Гоше отец доверял. Более того — Гошу уважал он сам, уважали его люди, а в отсутствие Черноффа на Цитрусе Гоша уже совершенно спокойно перенимала руководство на себя. Потому о его делах и планах знала абсолютно все.

Раньше Заку казалось, появись в семье еще ребенок, она, это дикое создание, ребенка лично загрызет — чтобы больше никаких наследников. Своими острыми зубами, которые даже здесь, под оранжевым небом, сверкали белым: генетика, говорила она.

Но появился Снежок, и теперь Гоша была готова грызть за Снежка.

Все бы ей грызть, чучеле зубастой.

Свалка находилась на Базе — огромная территория, куда свозили из изученных Зон найденные ошметки от внеземных машин. Будь то плата, расплавленная часть обшивки или ржавый винтик.

Говорили, Мист лично изучает привезенный хлам и составляет протоколы. Говорили, у него есть секретные чертежи кораблей Чужих.

О нем много чего говорили. И все у него было страшно секретное.

А на деле — пока только доски летающие свинтили. И Мух — мелкие легковушки, на одного-двух человек.

Хотя Зак не раз слышал о тайных ангарах. Мол, настоящая боевая мощь — там. Что было логично — иначе лавочку бы уже прикрыли. Чужие-то знают, где Цитрус. А дойти от Цитруса по чревоточинам до других планет Гряды — вопрос времени. И если нечем от них отбиваться, то нечего и сидеть здесь: вдруг им реванша захочется?

Это ведь в Совете должны понимать? И если Мист упрется, откажется сворачивать работы, Флот прислать. Пойти силовым путем. Почему нет? Не могут же его настолько бояться всем Флотом? Чужих он, предположим, запугал, местных — тоже. Но не Совет же, не Флот, не всю Гряду.

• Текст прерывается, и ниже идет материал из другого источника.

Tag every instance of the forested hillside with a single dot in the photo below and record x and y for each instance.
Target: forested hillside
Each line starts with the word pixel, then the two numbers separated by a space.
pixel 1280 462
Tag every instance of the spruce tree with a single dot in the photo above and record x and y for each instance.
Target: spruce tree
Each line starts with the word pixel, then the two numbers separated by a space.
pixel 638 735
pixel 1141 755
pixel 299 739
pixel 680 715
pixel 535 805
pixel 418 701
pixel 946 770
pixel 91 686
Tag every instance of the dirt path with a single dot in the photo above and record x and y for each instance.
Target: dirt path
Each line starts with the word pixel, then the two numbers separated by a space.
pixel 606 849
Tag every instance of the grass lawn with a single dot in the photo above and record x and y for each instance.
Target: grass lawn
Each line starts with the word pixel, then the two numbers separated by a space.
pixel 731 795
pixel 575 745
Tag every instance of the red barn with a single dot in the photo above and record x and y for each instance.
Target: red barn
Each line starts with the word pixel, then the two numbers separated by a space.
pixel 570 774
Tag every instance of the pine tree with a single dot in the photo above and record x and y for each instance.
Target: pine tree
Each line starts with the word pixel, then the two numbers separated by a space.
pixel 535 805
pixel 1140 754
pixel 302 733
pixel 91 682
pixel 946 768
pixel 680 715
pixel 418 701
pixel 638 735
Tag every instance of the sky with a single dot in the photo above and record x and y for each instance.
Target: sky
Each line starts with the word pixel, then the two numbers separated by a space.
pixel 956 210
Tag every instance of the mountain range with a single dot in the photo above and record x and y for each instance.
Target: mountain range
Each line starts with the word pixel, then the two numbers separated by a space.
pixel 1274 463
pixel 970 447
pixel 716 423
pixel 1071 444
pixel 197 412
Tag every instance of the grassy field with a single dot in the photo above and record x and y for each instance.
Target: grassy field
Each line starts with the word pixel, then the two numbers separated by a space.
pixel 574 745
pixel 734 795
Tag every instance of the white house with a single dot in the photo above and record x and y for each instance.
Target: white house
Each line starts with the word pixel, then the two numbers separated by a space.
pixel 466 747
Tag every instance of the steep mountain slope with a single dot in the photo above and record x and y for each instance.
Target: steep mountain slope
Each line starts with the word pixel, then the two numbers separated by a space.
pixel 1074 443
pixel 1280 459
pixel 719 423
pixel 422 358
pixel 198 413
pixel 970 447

Значит, раз сидит тут спокойно, на этой ржавой планете, то есть у него козырь в рукаве. А так как тяжелая техника в рукав не влезет, то — в секретном ангаре.

Правда, когда Зак осторожно спросил об этом у Рэя, тот только фыркнул в ответ и отшутился, что в секретном ангаре Мист запирает непослушных детей, распускающих глупые слухи. А с Гошей и Снежком Зак об этом даже не говорил. Им не до того. У них борд сломался. А если не борд, то еще что-нибудь. Не умели обращаться с техникой. Даже новехонький ком, который он подарил Гоше — у нее вечно были проблемы со связью, — от силы месяц прожил.

— Нет у твоего бати творческого мышления, — серьезно сообщил Зак.

— А у тебя, значит, есть? — фыркнула Гоша.

— У меня его — завались! — ухмыльнулся Зак. — Мне так по результатам тестов сказали.

— Задолбал со своими тестами, — закатила глаза Гоша. Ей не нравилось слушать о тестах. И о том, какой Зак умный. Перспективный.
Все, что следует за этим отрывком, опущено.